Chez ces auteurs, la « peinture » ne se réduit pas à des « images pieuses ». C'est de la « composition de lieu », et donc de révocation du Dieu créateur notamment, qu'il traite. Aussi, dans ces deux tableaux de Vermeer, son astronome et son géographe, à travers leurs regards, leurs attitudes et leur concentration invitent à la réflexion, et, davantage encore, à la méditation et à la contemplation ; tous deux portent à l'infini de la création vers quoi, plus que quiconque, ils sont tournés par vocation comme par compétence. (Selon certains spécialistes, ces deux personnages donnent vraisemblablement le double portrait d'Antoni van Leeuwenhoek, exact contemporain de Vermeer, puisque né comme lui en 1632 à Delft. Inventeur du microscope, il fut l'exécuteur testamentaire du peintre. Cf. A.K. Whee-lock, Jr, Johannes Vermeer, p.16 ; J. Darriulat et R. Enthoven, Vermeer, p. 154).

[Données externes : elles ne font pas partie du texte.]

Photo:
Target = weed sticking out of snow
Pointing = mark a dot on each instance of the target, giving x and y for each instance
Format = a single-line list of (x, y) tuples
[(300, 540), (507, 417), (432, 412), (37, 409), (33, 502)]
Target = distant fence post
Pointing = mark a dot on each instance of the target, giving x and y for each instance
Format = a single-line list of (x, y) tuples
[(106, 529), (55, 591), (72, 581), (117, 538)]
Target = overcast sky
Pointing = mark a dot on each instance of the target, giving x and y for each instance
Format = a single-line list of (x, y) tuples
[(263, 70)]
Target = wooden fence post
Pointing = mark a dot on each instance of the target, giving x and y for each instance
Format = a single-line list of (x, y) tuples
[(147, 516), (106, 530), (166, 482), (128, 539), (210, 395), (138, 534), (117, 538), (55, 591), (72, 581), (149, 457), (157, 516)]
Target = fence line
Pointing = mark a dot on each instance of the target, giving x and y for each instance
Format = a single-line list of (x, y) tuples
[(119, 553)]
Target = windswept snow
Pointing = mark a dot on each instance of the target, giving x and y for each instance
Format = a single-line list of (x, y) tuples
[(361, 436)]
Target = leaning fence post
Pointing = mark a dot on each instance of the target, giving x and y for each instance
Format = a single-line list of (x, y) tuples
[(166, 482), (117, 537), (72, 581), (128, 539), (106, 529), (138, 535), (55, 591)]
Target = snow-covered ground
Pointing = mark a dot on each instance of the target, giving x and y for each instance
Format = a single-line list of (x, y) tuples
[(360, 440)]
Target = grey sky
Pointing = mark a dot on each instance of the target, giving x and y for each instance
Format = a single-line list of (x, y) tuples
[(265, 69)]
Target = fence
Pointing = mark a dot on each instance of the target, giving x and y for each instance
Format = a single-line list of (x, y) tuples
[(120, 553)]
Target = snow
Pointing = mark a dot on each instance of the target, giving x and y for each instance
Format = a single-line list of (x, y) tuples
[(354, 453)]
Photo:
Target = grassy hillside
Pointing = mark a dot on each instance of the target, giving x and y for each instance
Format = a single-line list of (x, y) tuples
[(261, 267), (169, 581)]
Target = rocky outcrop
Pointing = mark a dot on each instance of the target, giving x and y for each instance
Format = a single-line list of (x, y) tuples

Surtout, leurs attitudes manifestent leurs dispositions de « contemplatifs » : nous ne sommes pas seulement devant des spécialistes de leurs disciplines, dont les objets mis en scène marquent les intérêts et les préoccupations ; plutôt devant des visages réfléchis au regard lointain tant chez le géographe que chez l'astronome, lequel, compas relevé, la main posée sur la sphère céleste, dit sa quête, tandis que tous deux, entre mains et regards justement, expriment le souci d'un ailleurs, d'un double au-delà, celui du décor immédiat comme celui de leurs spécialités, et plus encore sans doute, celui que la connaissance des  Exercices spirituels permet de saisir.

 

En ces années 1668-1670 où il exécute ces tableaux, Vermeer, s'approchant d'une fin précoce, s'apprête à réaliser son œuvre ultime, L'allégorie de la foi. Or, dans ce dernier tableau, deux éléments sont communs aux deux précédents : le globe terrestre sur lequel la femme pose le pied droit et la boule de verre suspendue au-dessus de sa tête, pendant ou écho au globe terrestre dominant la tête du géographe du sommet de l'armoire, et à la sphère de l'univers céleste sous la main de l’astronome.

Même s'il n'y a pas lieu de majorer ces trois derniers tableaux par rapport aux scènes intimistes peintes jusqu'alors, ils n'en déploient pas moins chez Vermeer un autre type de réflexion : l’ordre du cosmique et de l’éternel dans le prolongement de ce qui caractérise infiniment son œuvre.

L’astronome et Le géographe doivent être reçus en fonction des facultés cognitives et expérimentales de leurs disciplines. S'il est banal de dire que la peinture est essentiellement production de lumière, chez Vermeer elle « éblouit toute connaissance » qui semble « venir de la peinture elle-même ». Ici plus que jamais.

Et s'il faut tenir compte des échanges de connaissances scientifiques et d'informations internationales qu'il devait avoir fréquemment avec les jésuites, Vermeer ne présente pas seulement ici des hommes de réflexion. Dépassant la lettre de leurs spécialités, ces savants permettent à l'artiste d'ouvrir son œuvre aux dimensions cosmiques, au sens où l'entendent les Exercices qui proposent de contempler et de considérer la puissance du Créateur et Seigneur.